Though China has a ban on trading digital assets, this has not stopped quick-thinking players from lining up their chess pieces to mine coins. According to Forbes, a whopping “80% of the mining on the Bitcoin blockchain is centralized in China.” Forbes also correctly points out that this monopoly over the ledgers lends itself to wide scale fraud, compromising the integrity of the coins’ transaction history, precisely the problem that cryptocurrencies were created to avoid. This scenario would absolutely do nothing to dispel the perception of volatility that plagues the crypto world and undermines trust on the consumer and business side.
Ironically, actors in China have been able undertake this wildly successful mining operation on the back of cheap energy provided by dirty coal by moving the energy-suck computer systems needed to mine crypto coins to warehouses in Inner Mongolia. But at the same time, companies are also aggressively developing the computer-based technology needed to facilitate the mining of digital coins. For instance, Bitmain, the Beijing-based company whose mining pools control over half of the Bitcoin hash rate, or confirmations, also holds an estimated 70-80% market share in crypto-specific ASICs, which can mine both Bitcoin and Ether.
By having all of these functions centralized in China, by Chinese-based companies, those who want to embrace coin technology around the world run the risk of winding up at the mercy of a totalitarian government with a reputation for shutting down websites it doesn’t like.
American crypto companies are starting to push back. Yesterday in Politico, Ripple’s chief market strategist Cory Johnson posed a frightening prospect: “China’s government could force those miners to refuse certain transactions.” In a country where even the heat literally must be turned on by the government, it’s not such a far leap.

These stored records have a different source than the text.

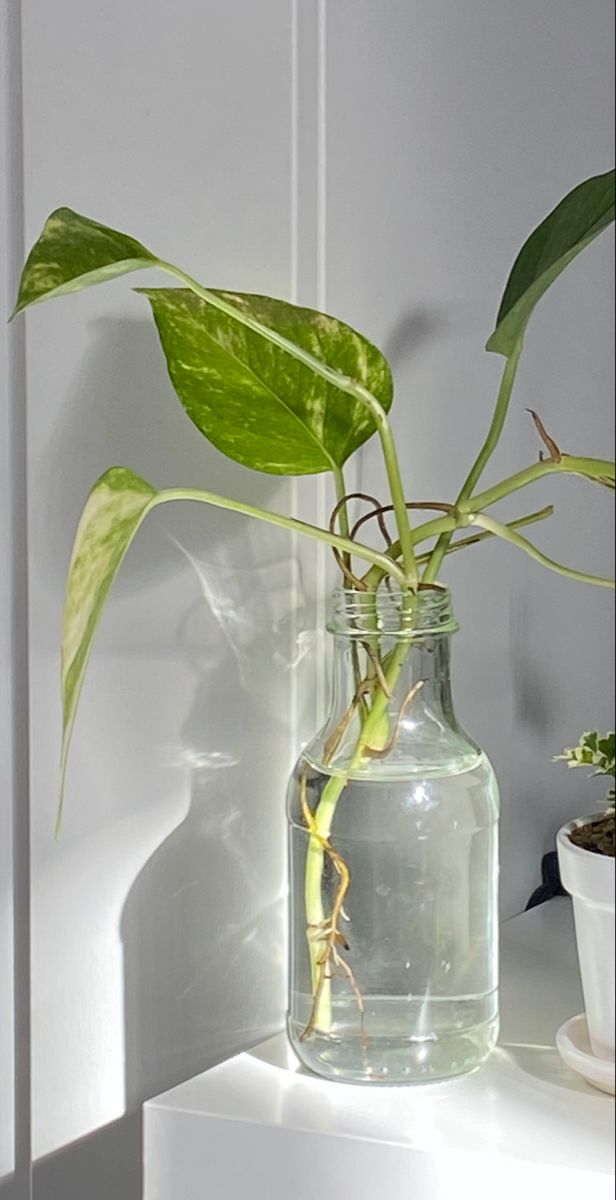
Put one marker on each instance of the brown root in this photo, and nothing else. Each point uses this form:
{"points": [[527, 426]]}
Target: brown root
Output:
{"points": [[552, 448], [330, 933]]}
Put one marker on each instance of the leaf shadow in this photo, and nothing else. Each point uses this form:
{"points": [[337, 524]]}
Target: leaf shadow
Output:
{"points": [[121, 411]]}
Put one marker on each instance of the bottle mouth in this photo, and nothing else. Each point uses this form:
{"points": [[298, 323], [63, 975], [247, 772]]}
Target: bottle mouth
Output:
{"points": [[390, 612]]}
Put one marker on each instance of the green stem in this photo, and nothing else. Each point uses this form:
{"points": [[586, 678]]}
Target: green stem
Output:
{"points": [[432, 528], [324, 815], [477, 538], [515, 539], [336, 379], [485, 454], [598, 471]]}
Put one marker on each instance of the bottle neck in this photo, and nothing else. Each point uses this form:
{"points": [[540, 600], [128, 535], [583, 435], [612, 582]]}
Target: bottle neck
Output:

Consider this alarming but completely realistic scenario: Bernie Sanders runs for President in 2020 and tells his supporters that he will accept Bitcoin donations. China, in an effort to flex its influence, could easily issue and enforce a ban on verifying any transactions that are addressed to whatever key “Bernie Sanders for President 2020” uses, preventing the tech-savvy, small-dollar supporters so strongly associated with the “Feel the Bern” movement from donating.
If that’s not election meddling, nothing is.

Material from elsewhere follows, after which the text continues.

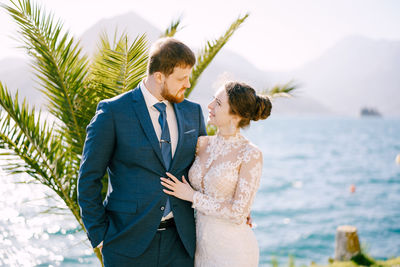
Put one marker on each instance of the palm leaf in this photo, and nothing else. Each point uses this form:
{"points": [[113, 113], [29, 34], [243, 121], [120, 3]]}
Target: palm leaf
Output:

So how do we ensure a truly decentralized ledger, free of hostile foreign interference? That is a question that Ripple, whose associated XRP is the third-largest coin by market capitalization, is trying to answer.

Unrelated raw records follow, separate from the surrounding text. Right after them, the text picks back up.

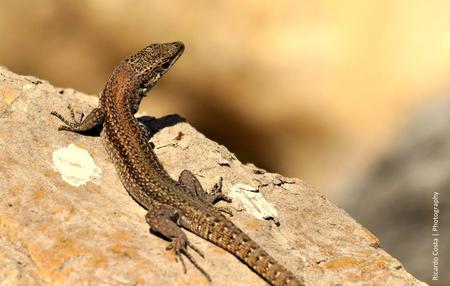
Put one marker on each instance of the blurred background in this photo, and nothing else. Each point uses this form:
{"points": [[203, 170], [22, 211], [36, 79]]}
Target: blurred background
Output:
{"points": [[351, 96]]}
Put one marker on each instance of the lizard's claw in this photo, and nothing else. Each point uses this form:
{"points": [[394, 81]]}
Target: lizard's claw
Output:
{"points": [[69, 125], [216, 193], [180, 248]]}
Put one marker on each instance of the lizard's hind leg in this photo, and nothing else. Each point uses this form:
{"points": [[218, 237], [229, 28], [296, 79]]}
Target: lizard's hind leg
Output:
{"points": [[192, 184], [165, 220], [93, 120]]}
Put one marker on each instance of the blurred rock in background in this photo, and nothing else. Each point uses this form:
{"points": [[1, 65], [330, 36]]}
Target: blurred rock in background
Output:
{"points": [[395, 197], [310, 89]]}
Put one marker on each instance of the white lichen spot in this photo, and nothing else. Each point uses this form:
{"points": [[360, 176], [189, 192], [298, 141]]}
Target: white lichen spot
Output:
{"points": [[75, 165], [253, 202]]}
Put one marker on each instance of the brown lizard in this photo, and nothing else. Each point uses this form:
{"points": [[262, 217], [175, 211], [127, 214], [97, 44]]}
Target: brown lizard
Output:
{"points": [[171, 204]]}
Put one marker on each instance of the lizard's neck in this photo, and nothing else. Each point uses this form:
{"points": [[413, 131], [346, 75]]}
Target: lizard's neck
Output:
{"points": [[122, 94]]}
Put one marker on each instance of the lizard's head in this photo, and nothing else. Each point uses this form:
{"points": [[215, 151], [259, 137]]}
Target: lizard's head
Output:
{"points": [[152, 62]]}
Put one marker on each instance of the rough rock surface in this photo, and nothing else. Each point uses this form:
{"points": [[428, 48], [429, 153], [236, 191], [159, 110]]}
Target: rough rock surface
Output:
{"points": [[65, 218]]}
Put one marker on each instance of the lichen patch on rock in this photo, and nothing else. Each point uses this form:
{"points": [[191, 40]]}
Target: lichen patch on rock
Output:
{"points": [[76, 165]]}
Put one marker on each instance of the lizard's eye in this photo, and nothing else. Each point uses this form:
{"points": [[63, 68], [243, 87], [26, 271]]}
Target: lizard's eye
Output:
{"points": [[166, 65]]}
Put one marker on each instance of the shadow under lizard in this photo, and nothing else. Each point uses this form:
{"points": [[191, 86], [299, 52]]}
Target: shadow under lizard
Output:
{"points": [[171, 204]]}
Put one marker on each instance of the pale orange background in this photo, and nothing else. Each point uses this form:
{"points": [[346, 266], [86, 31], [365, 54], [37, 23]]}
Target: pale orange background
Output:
{"points": [[311, 89]]}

In a recently published paper, Ripple opened up the structure of its ledger to make the case that XRP is more decentralized than Bitcoin or Ethereum, explaining how the diversity of its validators allows no single entity ever to control more than 50 percent—the industry-acknowledged danger zone—allowing for a more legitimate chain of transactions. David Schwartz, CTO of Ripple, described the difference between the “proof-of-work” consensus utilized by Bitcoin and Ethereum that made sense at the inception of the technology, but have evolved to create incentives that miners can take advantage of, versus the globally-based “consensus protocol” model implemented in consensus models like those used by XRP or Stellar that rely on “proof of stake.” These currencies, argue the companies that brought them to market, are far less vulnerable to centralization by the “cheapest electricity wins” scheme. (They also consumer far less power, but that’s another story.)
According to the Politico story (behind a paywall), the federal government remains on the fence about the extent to which XRP, and hundreds of other currencies, are really decentralized, as they hem and haw over whether these cryptocurrencies are tradeable securities or not.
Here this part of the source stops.